North Highland was recently contacted by a major hotel chain to help them ensure the thousands of online photos of their properties meet the high quality standards of the company. Standards such as ensuring each property has pictures showing the entire hotel from the outside, the reception area with a receptionist, two pictures of the pool, and a picture of a room that shows both the bed and the TV.
So how do you quickly and cost-effectively ensure thousands of online photos meet the requirements? You can hire a team to manually inspect every photo, or you can leverage one of the many machine learning image recognition services available today to do the work for you.

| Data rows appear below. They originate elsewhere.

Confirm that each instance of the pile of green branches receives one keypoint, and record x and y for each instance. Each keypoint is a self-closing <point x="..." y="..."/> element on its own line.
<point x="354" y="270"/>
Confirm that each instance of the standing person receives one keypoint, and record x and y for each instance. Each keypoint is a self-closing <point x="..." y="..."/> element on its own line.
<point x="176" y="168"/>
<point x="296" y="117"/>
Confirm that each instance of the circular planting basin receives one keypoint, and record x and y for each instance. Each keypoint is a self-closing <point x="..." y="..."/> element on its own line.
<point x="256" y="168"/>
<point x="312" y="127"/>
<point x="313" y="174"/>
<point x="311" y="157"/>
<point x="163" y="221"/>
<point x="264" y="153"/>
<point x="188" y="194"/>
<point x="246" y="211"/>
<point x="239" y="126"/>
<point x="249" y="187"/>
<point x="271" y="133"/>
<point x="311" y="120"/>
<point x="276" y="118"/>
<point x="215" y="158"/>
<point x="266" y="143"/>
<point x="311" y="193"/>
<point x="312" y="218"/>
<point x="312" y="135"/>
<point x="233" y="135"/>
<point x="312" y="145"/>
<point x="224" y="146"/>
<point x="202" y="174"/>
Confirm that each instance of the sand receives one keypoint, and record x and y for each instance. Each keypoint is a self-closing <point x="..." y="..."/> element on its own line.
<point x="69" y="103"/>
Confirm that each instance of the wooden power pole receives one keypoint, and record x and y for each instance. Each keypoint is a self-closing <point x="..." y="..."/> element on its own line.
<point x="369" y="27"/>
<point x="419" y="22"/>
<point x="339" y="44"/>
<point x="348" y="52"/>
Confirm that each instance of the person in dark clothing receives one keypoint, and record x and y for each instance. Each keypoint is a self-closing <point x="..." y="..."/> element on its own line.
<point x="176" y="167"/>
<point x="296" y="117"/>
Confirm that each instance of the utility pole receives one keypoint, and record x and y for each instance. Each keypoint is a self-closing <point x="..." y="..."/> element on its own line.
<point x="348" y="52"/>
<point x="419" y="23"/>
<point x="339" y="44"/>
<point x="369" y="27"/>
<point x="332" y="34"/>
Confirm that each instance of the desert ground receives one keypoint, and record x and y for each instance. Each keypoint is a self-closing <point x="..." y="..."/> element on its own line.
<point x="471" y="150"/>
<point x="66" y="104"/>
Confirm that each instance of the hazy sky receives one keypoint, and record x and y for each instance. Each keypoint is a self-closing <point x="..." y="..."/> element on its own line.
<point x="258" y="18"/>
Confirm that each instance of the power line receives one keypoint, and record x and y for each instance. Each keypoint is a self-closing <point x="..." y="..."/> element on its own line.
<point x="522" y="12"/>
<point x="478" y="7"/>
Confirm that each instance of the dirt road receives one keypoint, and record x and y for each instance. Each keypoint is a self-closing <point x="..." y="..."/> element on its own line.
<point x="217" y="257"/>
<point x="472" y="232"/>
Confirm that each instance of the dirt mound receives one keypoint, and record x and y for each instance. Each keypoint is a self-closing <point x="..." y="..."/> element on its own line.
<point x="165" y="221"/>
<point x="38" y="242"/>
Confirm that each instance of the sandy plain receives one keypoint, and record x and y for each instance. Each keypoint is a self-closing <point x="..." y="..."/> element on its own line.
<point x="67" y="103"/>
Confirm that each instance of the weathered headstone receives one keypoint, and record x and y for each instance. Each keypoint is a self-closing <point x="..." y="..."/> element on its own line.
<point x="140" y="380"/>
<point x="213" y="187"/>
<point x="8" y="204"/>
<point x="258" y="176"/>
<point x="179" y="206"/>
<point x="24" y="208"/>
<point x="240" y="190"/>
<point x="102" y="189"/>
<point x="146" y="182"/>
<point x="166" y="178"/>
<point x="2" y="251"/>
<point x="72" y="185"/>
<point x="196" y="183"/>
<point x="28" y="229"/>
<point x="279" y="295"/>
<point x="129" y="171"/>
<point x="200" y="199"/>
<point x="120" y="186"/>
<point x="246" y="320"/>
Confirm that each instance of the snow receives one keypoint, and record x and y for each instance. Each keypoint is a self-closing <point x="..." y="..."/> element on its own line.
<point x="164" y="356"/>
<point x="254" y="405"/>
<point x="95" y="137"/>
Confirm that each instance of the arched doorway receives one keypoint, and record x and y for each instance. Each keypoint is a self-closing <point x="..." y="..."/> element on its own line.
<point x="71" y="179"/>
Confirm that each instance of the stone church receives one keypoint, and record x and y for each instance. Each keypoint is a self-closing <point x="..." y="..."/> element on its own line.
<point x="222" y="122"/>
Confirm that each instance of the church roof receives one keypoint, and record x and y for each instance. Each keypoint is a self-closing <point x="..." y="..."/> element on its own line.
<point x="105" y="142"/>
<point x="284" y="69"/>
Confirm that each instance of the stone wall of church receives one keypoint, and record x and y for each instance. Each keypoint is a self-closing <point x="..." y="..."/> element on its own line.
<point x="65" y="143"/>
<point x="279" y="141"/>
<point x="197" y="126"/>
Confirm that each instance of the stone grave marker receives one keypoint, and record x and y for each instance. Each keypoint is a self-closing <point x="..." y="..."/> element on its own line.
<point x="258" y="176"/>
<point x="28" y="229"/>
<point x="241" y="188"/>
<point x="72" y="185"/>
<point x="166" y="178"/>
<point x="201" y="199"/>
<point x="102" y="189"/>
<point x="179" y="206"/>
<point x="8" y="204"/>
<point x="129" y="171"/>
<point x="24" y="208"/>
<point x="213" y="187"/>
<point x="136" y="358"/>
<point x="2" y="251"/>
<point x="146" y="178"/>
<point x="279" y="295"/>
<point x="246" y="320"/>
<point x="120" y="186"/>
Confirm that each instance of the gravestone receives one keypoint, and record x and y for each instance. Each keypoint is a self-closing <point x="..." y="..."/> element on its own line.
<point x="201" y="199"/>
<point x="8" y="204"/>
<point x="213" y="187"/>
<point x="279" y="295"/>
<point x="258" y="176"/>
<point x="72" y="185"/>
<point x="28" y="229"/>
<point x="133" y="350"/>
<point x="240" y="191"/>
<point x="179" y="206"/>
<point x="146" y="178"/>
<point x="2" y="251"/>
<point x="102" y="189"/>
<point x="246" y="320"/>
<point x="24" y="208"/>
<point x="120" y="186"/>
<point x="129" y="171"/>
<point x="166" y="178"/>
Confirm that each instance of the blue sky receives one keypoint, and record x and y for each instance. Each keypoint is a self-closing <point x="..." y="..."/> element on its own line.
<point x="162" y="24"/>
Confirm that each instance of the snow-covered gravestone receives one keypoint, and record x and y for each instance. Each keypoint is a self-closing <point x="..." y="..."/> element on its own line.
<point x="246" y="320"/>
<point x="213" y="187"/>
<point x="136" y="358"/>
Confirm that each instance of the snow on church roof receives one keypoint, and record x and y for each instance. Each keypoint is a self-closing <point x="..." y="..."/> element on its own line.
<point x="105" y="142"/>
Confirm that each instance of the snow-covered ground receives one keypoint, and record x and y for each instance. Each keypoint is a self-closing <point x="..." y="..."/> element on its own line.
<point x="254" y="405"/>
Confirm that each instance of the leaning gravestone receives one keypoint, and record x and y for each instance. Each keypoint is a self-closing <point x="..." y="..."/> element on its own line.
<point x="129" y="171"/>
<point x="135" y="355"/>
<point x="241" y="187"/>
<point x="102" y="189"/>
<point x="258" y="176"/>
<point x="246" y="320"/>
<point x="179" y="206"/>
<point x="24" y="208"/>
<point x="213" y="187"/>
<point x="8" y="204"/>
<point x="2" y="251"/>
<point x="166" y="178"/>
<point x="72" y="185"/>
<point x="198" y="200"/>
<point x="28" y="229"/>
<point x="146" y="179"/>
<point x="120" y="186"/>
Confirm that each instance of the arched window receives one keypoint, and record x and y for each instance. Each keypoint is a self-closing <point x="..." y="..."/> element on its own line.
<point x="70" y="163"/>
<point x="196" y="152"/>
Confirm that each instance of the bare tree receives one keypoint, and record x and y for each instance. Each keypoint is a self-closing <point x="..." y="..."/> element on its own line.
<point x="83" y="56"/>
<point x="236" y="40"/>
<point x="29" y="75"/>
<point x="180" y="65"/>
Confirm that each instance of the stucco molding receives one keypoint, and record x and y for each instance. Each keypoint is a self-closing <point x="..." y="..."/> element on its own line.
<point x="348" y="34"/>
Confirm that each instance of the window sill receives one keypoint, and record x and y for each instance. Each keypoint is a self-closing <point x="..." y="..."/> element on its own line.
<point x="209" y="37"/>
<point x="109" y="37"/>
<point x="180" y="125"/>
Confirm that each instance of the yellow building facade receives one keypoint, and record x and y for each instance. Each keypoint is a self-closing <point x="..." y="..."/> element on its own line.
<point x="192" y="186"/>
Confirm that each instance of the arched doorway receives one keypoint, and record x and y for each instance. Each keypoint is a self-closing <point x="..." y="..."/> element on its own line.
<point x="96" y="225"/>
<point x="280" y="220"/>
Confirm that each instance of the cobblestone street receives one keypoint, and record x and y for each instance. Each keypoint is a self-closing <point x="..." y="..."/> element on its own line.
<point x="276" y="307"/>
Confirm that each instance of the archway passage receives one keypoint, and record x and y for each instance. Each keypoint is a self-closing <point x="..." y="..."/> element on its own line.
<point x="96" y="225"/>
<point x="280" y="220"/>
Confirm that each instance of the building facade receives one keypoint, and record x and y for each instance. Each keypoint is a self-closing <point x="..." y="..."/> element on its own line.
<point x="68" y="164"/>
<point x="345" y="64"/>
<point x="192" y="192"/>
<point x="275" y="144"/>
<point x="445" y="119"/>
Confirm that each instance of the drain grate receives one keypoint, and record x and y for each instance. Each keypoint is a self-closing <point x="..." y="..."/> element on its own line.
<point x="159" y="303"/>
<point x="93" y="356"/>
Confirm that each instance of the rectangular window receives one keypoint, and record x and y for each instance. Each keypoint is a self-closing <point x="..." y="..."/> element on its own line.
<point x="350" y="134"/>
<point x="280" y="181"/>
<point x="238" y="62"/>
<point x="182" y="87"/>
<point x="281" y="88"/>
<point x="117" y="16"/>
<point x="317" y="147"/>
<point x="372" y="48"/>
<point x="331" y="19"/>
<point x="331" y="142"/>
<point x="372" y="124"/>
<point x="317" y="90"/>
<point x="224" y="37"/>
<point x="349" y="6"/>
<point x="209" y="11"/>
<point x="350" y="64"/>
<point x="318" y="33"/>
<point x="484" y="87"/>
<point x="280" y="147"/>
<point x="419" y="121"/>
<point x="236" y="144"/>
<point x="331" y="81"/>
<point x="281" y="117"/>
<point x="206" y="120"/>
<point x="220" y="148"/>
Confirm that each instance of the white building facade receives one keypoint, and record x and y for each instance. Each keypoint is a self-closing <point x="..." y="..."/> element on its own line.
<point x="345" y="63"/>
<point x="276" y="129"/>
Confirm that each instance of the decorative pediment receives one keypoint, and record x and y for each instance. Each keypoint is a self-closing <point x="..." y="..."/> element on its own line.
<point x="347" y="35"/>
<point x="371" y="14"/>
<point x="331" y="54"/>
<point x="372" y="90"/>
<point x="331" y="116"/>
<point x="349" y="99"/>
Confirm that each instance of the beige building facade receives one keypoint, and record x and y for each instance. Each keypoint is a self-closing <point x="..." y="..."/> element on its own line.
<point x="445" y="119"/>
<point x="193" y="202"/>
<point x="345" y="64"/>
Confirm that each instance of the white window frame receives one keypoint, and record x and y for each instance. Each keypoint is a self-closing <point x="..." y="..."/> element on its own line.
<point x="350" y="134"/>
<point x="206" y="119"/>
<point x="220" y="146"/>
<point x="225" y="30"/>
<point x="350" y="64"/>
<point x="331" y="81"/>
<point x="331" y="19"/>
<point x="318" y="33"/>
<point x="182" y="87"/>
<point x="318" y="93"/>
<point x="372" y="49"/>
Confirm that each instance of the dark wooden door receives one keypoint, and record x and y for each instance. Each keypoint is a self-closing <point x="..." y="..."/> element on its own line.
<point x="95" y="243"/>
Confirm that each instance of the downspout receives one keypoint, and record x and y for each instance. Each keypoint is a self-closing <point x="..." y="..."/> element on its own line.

What’s an image recognition service? It’s a cognitive machine learning algorithm that has been trained on billions of photos to automatically detect objects within them, and is provided as a programmable interface at a very low cost.
How does it work? Simply put, you submit a photo and it returns words or phrases about the content (i.e. this picture contains a pool, a person, and a lounge chair). Many of the big tech companies offer them - pre-trained - to recognize thousands of objects out of the box.
What can I use it for? Aside from just using it to identify an object in a photo, you can use it for many other purposes, such as to build a richer metadata inventory of your entire image library (what are all the identifiable objects in my images?), to detect inappropriate content, to understand more about your customers by what photos they post on social media. You can also pair it with sentiment analysis APIs to tease out topics or emotion within photos, perform similarity searches to populate “you might also like” lists, detect landmarks (i.e. power a search engine on a vacation rental site to find properties with a view of the Eiffel Tower) and read street signs and house numbers, detect logos, etc.
How do you leverage them? They’re typically available as a RESTful API call via your favorite programming language, be it Java, Python, Ruby, R, NodeJS or others. And with its low cost, it’s extremely affordable. A single API call typically costs around a tenth of a penny.
Which one is right for me? One of the greatest benefits is that they are always improving accuracy, at no cost or disruption to you. However, it doesn’t mean they will always solve your problem, or that they don’t have strengths and weaknesses. As always, it’s best to try a few of them first to see which gives you the best result. If you’re really adventurous, there are even aggregator services being developed independently that can call multiple services at once and combine the results to get the best of all worlds.
What if my use case is too specific for identifying objects in the pre-trained lists and it doesn’t work? For example, what if the service can’t recognize the TV in the hotel room because the TV is at an angle in the photo? Fortunately, these services often make it easy to train the algorithm for new purposes from your own photos. Leverage that off-shore team that has already identified many objects in photos and use them to train the model to fit your exact scenario.
These emerging services add an exciting new capability to your data and analytics offerings, and are continually pushing the envelope of what’s possible. So roll up your sleeves and learn how to use them, or hire someone who does, because your competition probably is.